20 Eylül 2017 Çarşamba

Büyücü Avukat

Değerli Meslektaşım,


Absürt talepler ile karşı karşıya kalmadığınız gününüz oluyor mu hiç? Son zamanlarda bu tür taleplerle daha çok karşılaşır oldum. Çoğu zaman kendimi bir psikolog gibi hissetmek dışında mantık dışı taleplerin çözüm masası gibi hissediyorum. Tıpkı kamu kurumlarının çözüm masaları gibi. 

Adli tatil öncesindeki zihni yorgunluğunu nispeten atmış bulunsam da bayram uzatmalı adli tatil sonrasında yeniden aynı dertlerden mustaribim. Sorunlara çare olmak bizim işimiz. Mesleğin doğası gereği sorunları olan insanlar bize geldiği için bu duruma öyle ya da böyle alıştık demekten başka çaremiz yok. Ta ki mesleği bırakana kadar.

Alışılagelmiş sorunlar yumağına bulanan iki olayı sizlerle paylaşmak isterim. Ama önce Büyücü Avukat titrimden biraz sizlere bahsetmek istiyorum. 

Tarihsel sürece bakıldığında kabile yaşamında büyüler ve büyücüler vardı. Kabile üyesi sorunun çözmek için büyücüye başvurur, büyücü sır niteliğindeki büyüleri ile kabilenin sorunlarına çare olurdu.

Din kavramının ortaya çıkması ile birlikte büyücünün yerini din adamları aldı. Tek tanrılı dinler ile birlikte eski anlamdaki kabileler yerlerini köy, kasaba, şehir hayatında kendine yer bulmaya ve birey olmaya çalışan bizlere bıraktı. 

Büyücünün büyüsü din kavramı ile birlikte  duaya dönüştü. Kutsal değere inanç din adamını aracı kılmayı her zaman gerekli kılmasa da din bilincindeki farklılıklara göre din adamı daha da önem kazandı.

İnsan kendini yetersiz gördüğü noktada kendini dine yakın hissetti. Bu yakarış dini vecibenin yerine getirilmesinin ötesine geçerek bireyin çaresizliğinin belki de yalnızlığına çözüm arayışı olmanın ötesine geçemedi. 

Neden bunların anlattım dediğinizi duyar gibiyim. Din konusunda uzman değilim. Din konusunda bir şeyler anlatacak durumda da değilim. Ama kendimi absürt problemlerle karşı karşıya buluyorum. 

Neler var derseniz son günlerde karşılaşmış olduğum bir kaç örnekten bahsetmek istiyorum. 

- Dava kira hukuku kaynaklı. Kiralayanın müteveffa babasından intikal yoluyla edinmiş olduğu dükkanları var.

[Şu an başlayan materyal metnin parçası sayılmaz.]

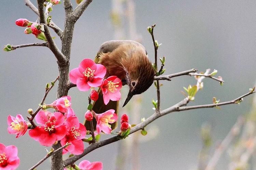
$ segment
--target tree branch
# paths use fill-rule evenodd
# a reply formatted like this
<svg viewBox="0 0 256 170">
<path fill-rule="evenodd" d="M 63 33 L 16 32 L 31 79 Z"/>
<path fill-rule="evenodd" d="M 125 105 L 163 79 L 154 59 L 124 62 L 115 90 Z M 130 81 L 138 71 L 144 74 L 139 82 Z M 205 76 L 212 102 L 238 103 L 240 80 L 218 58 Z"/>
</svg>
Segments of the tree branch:
<svg viewBox="0 0 256 170">
<path fill-rule="evenodd" d="M 213 155 L 209 161 L 205 168 L 206 170 L 214 169 L 217 163 L 224 151 L 226 150 L 233 139 L 239 134 L 238 133 L 244 123 L 244 119 L 239 117 L 236 122 L 228 134 L 221 144 L 215 150 Z"/>
<path fill-rule="evenodd" d="M 47 43 L 31 43 L 26 44 L 22 44 L 21 45 L 18 45 L 17 46 L 12 46 L 12 50 L 14 50 L 18 48 L 22 48 L 23 47 L 32 47 L 34 46 L 48 47 L 48 44 Z"/>
<path fill-rule="evenodd" d="M 73 12 L 75 22 L 79 19 L 84 10 L 92 1 L 93 0 L 84 0 L 75 8 Z"/>
<path fill-rule="evenodd" d="M 63 146 L 62 147 L 61 147 L 60 148 L 56 149 L 56 150 L 54 151 L 53 152 L 51 153 L 48 153 L 46 156 L 43 158 L 43 159 L 40 160 L 40 161 L 37 163 L 37 164 L 34 165 L 33 166 L 29 168 L 28 170 L 33 170 L 33 169 L 34 169 L 35 168 L 37 167 L 39 165 L 43 163 L 43 162 L 46 159 L 48 158 L 49 157 L 52 156 L 52 155 L 54 154 L 55 153 L 56 153 L 58 151 L 59 151 L 61 150 L 61 149 L 65 148 L 66 148 L 66 147 L 67 147 L 70 144 L 70 143 L 67 143 L 65 145 Z"/>
<path fill-rule="evenodd" d="M 59 79 L 59 75 L 54 80 L 53 82 L 55 84 L 55 83 L 57 81 L 57 80 Z M 41 102 L 40 103 L 40 106 L 38 106 L 38 107 L 37 108 L 37 109 L 35 111 L 35 112 L 34 113 L 33 113 L 33 114 L 32 114 L 31 115 L 31 117 L 30 118 L 28 118 L 29 120 L 29 122 L 30 122 L 31 124 L 32 125 L 34 125 L 35 124 L 34 123 L 34 122 L 33 121 L 33 120 L 34 120 L 34 118 L 35 116 L 35 115 L 37 115 L 37 113 L 38 113 L 38 112 L 39 111 L 40 109 L 42 108 L 42 107 L 40 106 L 40 105 L 42 105 L 44 104 L 44 100 L 45 100 L 45 99 L 46 98 L 46 97 L 47 96 L 47 95 L 48 95 L 48 93 L 49 93 L 49 92 L 50 91 L 50 90 L 52 89 L 52 88 L 53 87 L 54 85 L 53 85 L 52 84 L 51 84 L 51 85 L 50 86 L 50 87 L 49 87 L 49 88 L 48 89 L 46 89 L 45 90 L 45 92 L 44 93 L 44 97 L 43 97 L 43 99 L 42 99 L 42 101 L 41 101 Z M 34 125 L 33 125 L 33 126 L 34 126 Z M 34 127 L 33 127 L 33 128 L 34 128 Z"/>
<path fill-rule="evenodd" d="M 52 51 L 58 60 L 59 64 L 65 65 L 67 63 L 66 57 L 63 55 L 53 39 L 48 27 L 46 25 L 44 11 L 44 0 L 37 0 L 38 5 L 38 12 L 39 14 L 40 22 L 44 24 L 44 34 L 48 43 L 49 48 Z"/>
<path fill-rule="evenodd" d="M 28 7 L 38 16 L 39 16 L 39 13 L 38 12 L 38 10 L 35 6 L 31 2 L 30 0 L 24 0 L 24 2 L 25 2 L 25 4 L 26 6 L 28 6 Z M 48 26 L 49 27 L 51 28 L 54 31 L 57 35 L 59 36 L 61 39 L 62 37 L 62 35 L 63 34 L 63 31 L 61 29 L 52 21 L 51 21 L 50 22 L 50 24 L 49 24 Z"/>
<path fill-rule="evenodd" d="M 256 91 L 250 92 L 242 96 L 241 96 L 235 99 L 228 102 L 220 103 L 219 103 L 213 104 L 195 106 L 188 106 L 187 107 L 182 107 L 182 106 L 183 106 L 186 105 L 189 101 L 189 100 L 188 99 L 188 98 L 186 98 L 176 104 L 172 106 L 160 111 L 159 114 L 157 114 L 156 113 L 154 113 L 150 117 L 149 117 L 148 118 L 146 119 L 145 121 L 144 121 L 139 123 L 139 124 L 137 124 L 135 126 L 131 128 L 131 129 L 130 131 L 129 134 L 131 134 L 140 130 L 143 129 L 146 126 L 155 120 L 156 119 L 160 117 L 168 114 L 168 113 L 174 112 L 181 111 L 182 110 L 189 110 L 189 109 L 188 109 L 187 108 L 187 108 L 188 107 L 189 108 L 190 107 L 193 107 L 193 108 L 190 108 L 190 109 L 205 107 L 213 107 L 218 105 L 224 105 L 233 103 L 235 103 L 236 101 L 241 99 L 243 97 L 247 96 L 250 95 L 255 92 L 256 92 Z M 210 107 L 201 107 L 201 106 L 210 106 Z M 182 108 L 187 108 L 186 109 L 184 109 L 184 108 L 182 109 Z M 182 110 L 179 110 L 181 109 L 182 109 Z M 90 152 L 94 150 L 95 150 L 96 149 L 100 147 L 104 146 L 105 145 L 106 145 L 110 143 L 111 143 L 117 141 L 118 140 L 120 140 L 120 138 L 118 137 L 118 136 L 116 136 L 106 139 L 99 142 L 97 142 L 95 143 L 92 143 L 89 146 L 88 146 L 87 148 L 85 148 L 84 151 L 84 152 L 81 155 L 75 155 L 72 156 L 72 157 L 68 158 L 68 159 L 65 160 L 64 161 L 64 167 L 68 166 L 72 164 L 75 163 L 76 160 L 81 158 L 83 156 Z"/>
</svg>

Müvekkil adayı ile öngörüşmede kiracı ile sözleşmenin babası ile yapıldığını öğreniyorum. İş sahibi zamanında kırtasiyelerden temin edilmiş olan matbu kira sözleşmesini getiriyor. Kira kontratı okumaya başlıyorum. Tam son sayfaya geçiyorum ve sürpriz. Kiralayan kısmında kiralayanın ismi ve imzası var kiracı kısmında isim var ama imza yok. Gelin bu sorunu çözebilirseniz çözün. Bu hatayı yapan müteveffa kendisinden basiretli olması beklenen tacir. Hani şu Medeni Hukuk kitaplarında yer alan makul ve orta zekalı olması beklenen insanın bir kalem üstü diyelim. Anlayan anladı. 

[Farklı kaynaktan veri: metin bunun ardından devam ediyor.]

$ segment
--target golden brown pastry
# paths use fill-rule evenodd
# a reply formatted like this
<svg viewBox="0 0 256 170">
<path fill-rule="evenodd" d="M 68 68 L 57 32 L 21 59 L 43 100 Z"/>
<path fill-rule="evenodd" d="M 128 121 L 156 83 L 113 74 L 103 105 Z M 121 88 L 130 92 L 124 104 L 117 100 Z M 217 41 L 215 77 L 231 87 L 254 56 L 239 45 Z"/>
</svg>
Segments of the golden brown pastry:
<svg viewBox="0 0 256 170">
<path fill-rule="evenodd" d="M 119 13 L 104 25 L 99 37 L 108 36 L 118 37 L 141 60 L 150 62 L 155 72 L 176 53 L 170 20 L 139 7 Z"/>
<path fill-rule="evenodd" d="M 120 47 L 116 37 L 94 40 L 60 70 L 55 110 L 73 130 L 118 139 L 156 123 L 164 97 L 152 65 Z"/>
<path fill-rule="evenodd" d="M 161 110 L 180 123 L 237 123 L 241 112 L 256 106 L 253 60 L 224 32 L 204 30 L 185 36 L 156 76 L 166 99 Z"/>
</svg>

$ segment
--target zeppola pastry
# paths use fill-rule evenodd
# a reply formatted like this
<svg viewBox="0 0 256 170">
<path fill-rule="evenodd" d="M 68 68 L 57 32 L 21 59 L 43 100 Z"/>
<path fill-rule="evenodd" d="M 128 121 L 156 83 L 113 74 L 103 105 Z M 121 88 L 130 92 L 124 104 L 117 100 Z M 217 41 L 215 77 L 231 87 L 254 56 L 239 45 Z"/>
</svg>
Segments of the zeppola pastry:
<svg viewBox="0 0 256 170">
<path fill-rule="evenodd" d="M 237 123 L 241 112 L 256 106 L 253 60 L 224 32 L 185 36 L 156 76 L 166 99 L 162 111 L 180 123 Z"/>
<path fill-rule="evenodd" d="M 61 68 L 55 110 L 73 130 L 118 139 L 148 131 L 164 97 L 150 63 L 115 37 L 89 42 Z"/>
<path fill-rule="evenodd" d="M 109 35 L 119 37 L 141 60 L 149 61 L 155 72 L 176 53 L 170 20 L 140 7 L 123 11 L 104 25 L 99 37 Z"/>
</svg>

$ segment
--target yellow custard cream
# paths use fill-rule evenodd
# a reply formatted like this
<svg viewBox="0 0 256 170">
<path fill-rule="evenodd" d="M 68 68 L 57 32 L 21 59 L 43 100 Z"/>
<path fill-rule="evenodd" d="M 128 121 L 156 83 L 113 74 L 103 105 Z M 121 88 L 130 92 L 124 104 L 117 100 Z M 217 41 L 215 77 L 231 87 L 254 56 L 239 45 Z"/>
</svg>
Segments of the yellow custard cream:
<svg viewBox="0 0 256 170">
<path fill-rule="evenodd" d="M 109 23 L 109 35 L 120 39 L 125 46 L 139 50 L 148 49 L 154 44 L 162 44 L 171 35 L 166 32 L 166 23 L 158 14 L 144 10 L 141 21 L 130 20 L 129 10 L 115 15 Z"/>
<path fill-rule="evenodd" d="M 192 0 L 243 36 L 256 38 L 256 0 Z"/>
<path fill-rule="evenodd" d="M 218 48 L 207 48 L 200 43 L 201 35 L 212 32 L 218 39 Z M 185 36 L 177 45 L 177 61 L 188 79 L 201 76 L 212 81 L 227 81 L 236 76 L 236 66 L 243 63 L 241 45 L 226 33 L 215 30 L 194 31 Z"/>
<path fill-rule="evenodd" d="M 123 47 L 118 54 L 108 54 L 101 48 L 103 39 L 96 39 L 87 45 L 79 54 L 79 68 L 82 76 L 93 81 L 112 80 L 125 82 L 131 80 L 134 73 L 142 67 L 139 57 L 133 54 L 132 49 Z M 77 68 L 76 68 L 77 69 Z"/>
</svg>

- Sabaha karşı bir CMK görevlendirmesi ise karakola varıyorum. Suç uyuşturucu alım satımı yapmak. İki tane şüphelinin biri için görevlendirilmem söz konusu. Müvekkil ile avukat görüşme odasından görüşmeye başlıyorum. Askerden yeni gelmiş delikanlı uyuşturucu kullandığını kabul ediyor. Daha önceden denetimli serbestlik dosyası bulunmuyor. Olağan şartlarda uyuşturucu kullanmaktan denetimli serbestlik ile serbest kalabilecek durumda. Görüşmenin sonunda diğer şüphelinin aracından çıkan maddeyi de nedense kabul etmek istiyor. Neden diye sorduğumda kendisinin arkadaşı olduğunu daha önce arkadaşının sabıkası bulunduğunu ve onu kurtarmak istediğini söylüyor. Böyle arkadaşa can kurban. 

Bu seferlik bu kadar. Gel de şimdi büyücü olma. Bir tarafta yıllardır imzasız kira sözleşmesi ile mülkünü kullandıran mal sahibi diğer taraftan başkasının suçunu üzerine almaya çalışan şüpheli. Kira ilişkisi banka hesapları ile bir şekilde ispatlanacak ve genel kurallara göre çözüme bağlanmaya çalışılacak. Uyuşturucu madde kullanan çocuk arkadaşının suçunu üstlenmekten vazgeçti. Tutuksuz yargılanmak üzere serbest bırakıldı. Ya tutuklansaydı ne olacaktı?

Avukat bey, biz ne yapacağız? Neden bizim işimizi yapmıyorsun? Neden bize çare olamıyorsun? Neden bizim davamızı almak istemiyorsun?

Peki şimdi ben size soruyorum. Ben büyücü müyüm?